I committed to a month-long practice of not complaining or gossiping.
No complaining
More often than not, I find the positive in a situation. I didn’t expect this challenge was going to be a challenge. It was. On the first morning, I started to complain about a mess my cat made and had to stop myself mid-complaint. Instead, I cleaned up the mess and continued my morning routine.
As the weeks went on, several incidents happened – a phone call from my dad, my teenager having feelings and a client sending a last-minute resume to review when I had a full schedule. All of them complaint worthy. Sometimes I started to complain and caught myself. In doing so, I took a step back.
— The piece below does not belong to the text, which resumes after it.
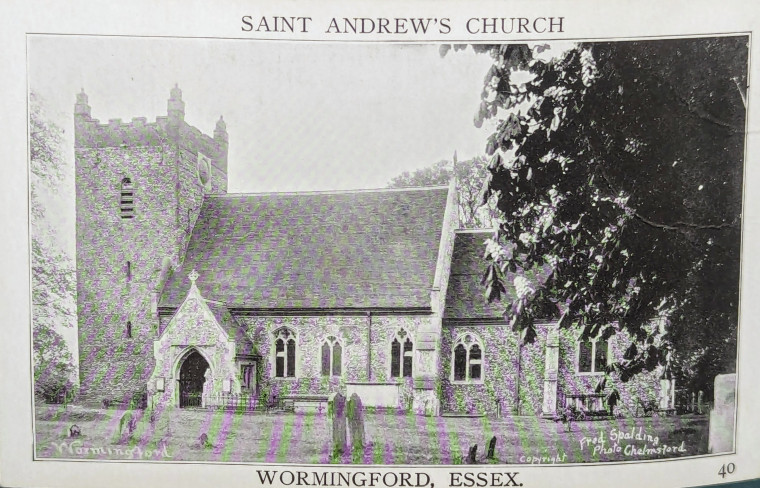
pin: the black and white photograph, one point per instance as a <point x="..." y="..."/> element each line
<point x="385" y="253"/>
I shifted my focus from the problem to a solution or complaint to a blessing.
How lucky I am to have a relationship with my father.
How great it is to have someone within my household who challenges things and presents an opportunity to grow. Teenagers are so good at this.
How blessed I am to have clients who are going for opportunities and trust me to be there when they need support.
It was not easy at first, but slowly it became more of a habit to stop, reflect and reframe.
No gossiping
Not surprisingly the practice of no gossiping was more of a challenge. I’m a natural connector and talk to a lot of people. I am curious about everything and listen for information, even when it is not meant for me. I am so eager to share information that sometimes I share news that is not mine. I found myself wanting to share news about other people or projects and again took a step back. I asked myself:
- Is this your news to share?
- Did you come by this information honestly (not overheard on the elevator)?
- Does sharing help improve the situation or does it only benefit me by appearing to be in the know?
Results
The result of both practices was an increased awareness of habits. On the first of the month, I happily declared, “Finally, I can complain about stuff!” but I don’t feel like it. Complaining and gossiping don’t add anything to my life or professionalism. They take away.
How about you?
Do you complain a lot? Do you share news about people that you shouldn’t? What habit could you pay deep attention to for a month? Often we think we need to take a course to improve our skills, but self -directed development is valuable too.
What practice could improve the way you show up professionally?